Friday, February 25, 2011

Reflections on Work Dad

Having a father who worked for the Atlanta Journal and the Atlanta Constitution offered decent perks for a girl in elementary school. My teachers always had a source for those coveted, mostly-used tubes of industrial newsprint paper for the seemingly infinite varieties of "mural" or "full body tracing" class projects. If my friends' parents did not take the paper—the Journal because it was too conservative, the Constitution because it wasn't liberal enough (this was Decatur, after all)—they could call me to read the movie times over the phone. And on a few special occasions every year, Dad would invite me to lunch at the Blimpie in Woodruff Park and to visit the papers' headquarters on Marietta Street.

I loved those visits. My impression of the newspaper business consisted of one part Dad's work, one part 1930's era newspaper boys yelling on the corner, and one part J. Jonah Jamison from the Spider Man series (but not the comic book version—the Electric Company version. PBS, baby!). Where Dad saw logging my name into the visitors' register in the lobby as a minor hassle, I saw carefully printing out my full name as a significant act of accountability. Now I was officially registered. And in front of a security guard!

We would take the elevator up to the Advertising Department, him nodding at me to push the button on the panel, me pressing my finger against the cold metal with intense concentration. Sometimes other people would step on with us—people in suits. Important people, I would think to myself. My father knew everyone's name, politely and formally introducing me from where I stood slightly behind him.

When the doors slid open into the bright chaos of the ad floor, he would shoot forward out of the elevator like a pinball knocked from its holding pen. Dad never walks anywhere—he strides at top speed. Body slightly bent forward as if against a strong wind, he started out under the glare of florescent lights with me almost jogging in my Keds sandals to keep up. He cut through the cubicle maze, shaking hands with colleagues on left and right, as if paddling through in a sleek canoe to the other side of a choppy lake. I never saw any face long enough to remember it now, decades later, but I remember their sense of humor, the masses of toys and gizmos they had sitting around their desks, the collections of sketches they had pinned to the walls. This seemed like a fun place to work, and my Dad was part of that. This is my daughter, Jessica, Dad would announce as we strode by. Hello Jessica, they would holler at our backs, Are you keeping up? When I looked back over my shoulder at them, they would laugh and wink at me, including me in their circle of knowledge.

Years later, after the two papers folded into one, someone cooked up this crazy idea called the internet, and Dad moved up to Cox Corporate, my interaction with Work Dad moved mostly to email. In his role as a manager-to-managers, he understands how people work, in the literal sense. From time to time I need some help getting people to work the way that most benefits me, and for that, I go to Dad.

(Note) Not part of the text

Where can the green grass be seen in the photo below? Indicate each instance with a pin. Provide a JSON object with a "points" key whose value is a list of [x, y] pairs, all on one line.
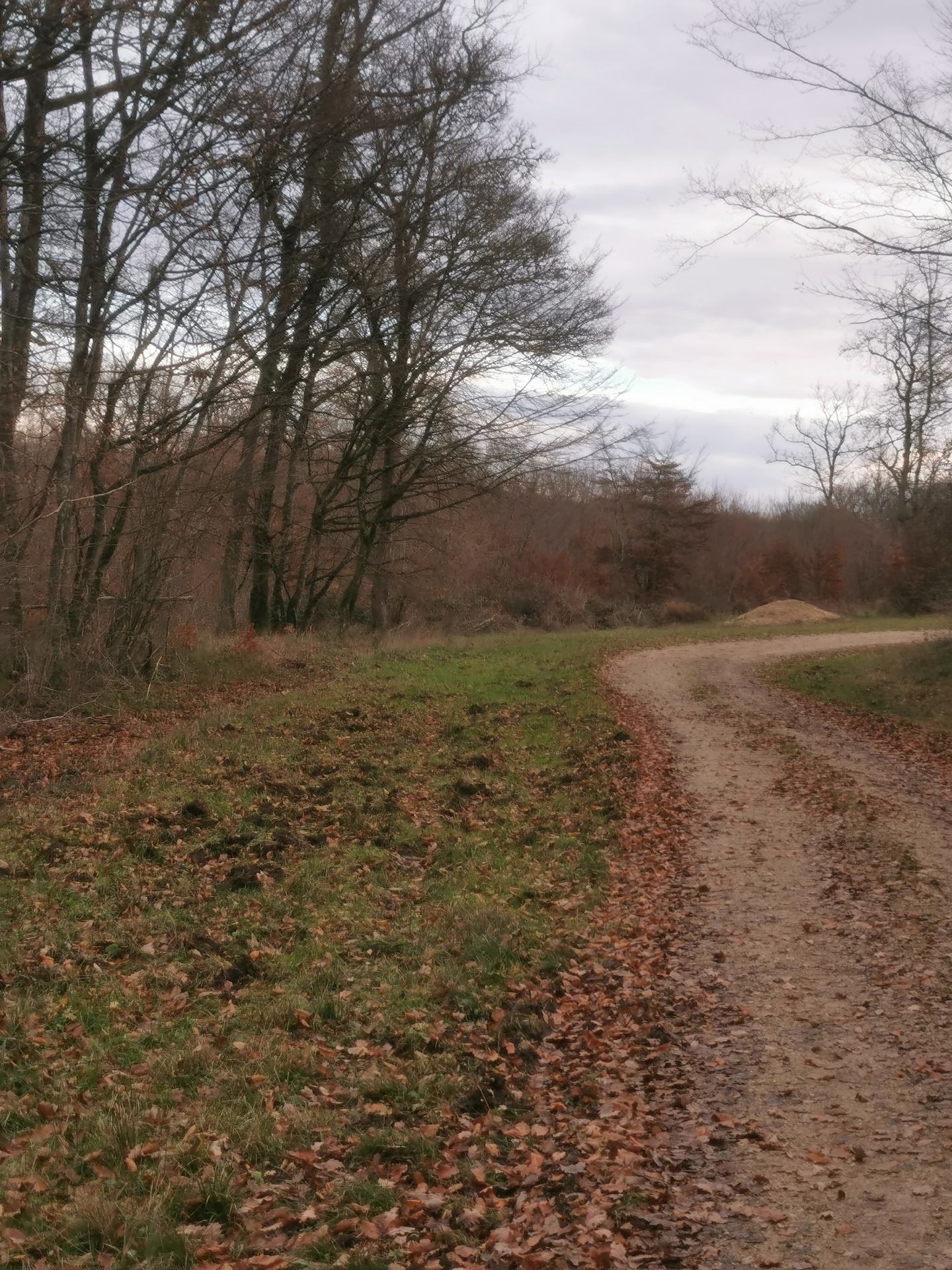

My siblings go to Dad as well. In fact, when we each email with some headache or quibble, challenge or conundrum, we expect that what we'll get is a reply from "Work Dad." When together, we'll tease him about whether we're talking to Work Dad or Dad Dad. "Work Dad" speaks a different dialect than Dad Dad. Work Dad negotiates challenges, identifies potential conflicts, and aims to resolve failures of communication. Work Dad speaks in mission statements. Work Dad cuts through the murky waters of human interaction, which is marshy, boggy, sodden stuff, and paddles us to the clear, open, honest waters as efficiently as he can.

It isn't enough to thank one's father, if you have one like mine, for his years of work in general. You must thank him specifically, for the day by day, for the hours that make up a lifelong career, for presenting a spectrum of work life—from the boring afternoons to the weary, long days to the valued contributions to the exhilarating accomplishments that should rightly comprise a successful career. Thanks for wearing the cheapest polyester suits possible during the early years. Thanks for riding Marta, walking in the rain with a newspaper over your head. Thanks for pushing Rich's to buy more ad space. Thanks for the annual employee days at Six Flags. Thanks for enduring the long commute. Thanks for pushing people to work better, to do better, to be better. Thanks for the lessons on work and work ethics, the long email answers to what I thought was an easy question, and the invaluable way you've shown me that individual happiness is intrinsically linked to personal productivity.

Work Dad and Dad Dad are the same man, but today his environment changes. Today Dad retires. Today I'll put on my nice clothes and go meet him at his office, along with the rest of my family, where I'll stand slightly behind him and be introduced to the colleagues. This is my daughter, he'll say. Hello, Jessica, they'll say. But if they ask me if I'm keeping up, I can only answer, I'm still trying.

1 comment:

  1. This is a beautiful tribute to your father. It reminds me of my Uncle Guice who was the principle at my elementary school. Since I was "his" I got to go inside with him everyday. I was special, and I knew it. Uncle Barnard is 88 and still works 4 days a week. I don't know when I will ever get to write a retirement story for him!

    The thing about parents or those who are our pseudo-parents that chose to take care of us is that they love us and make us feel special. You are one lucky, lucky girl.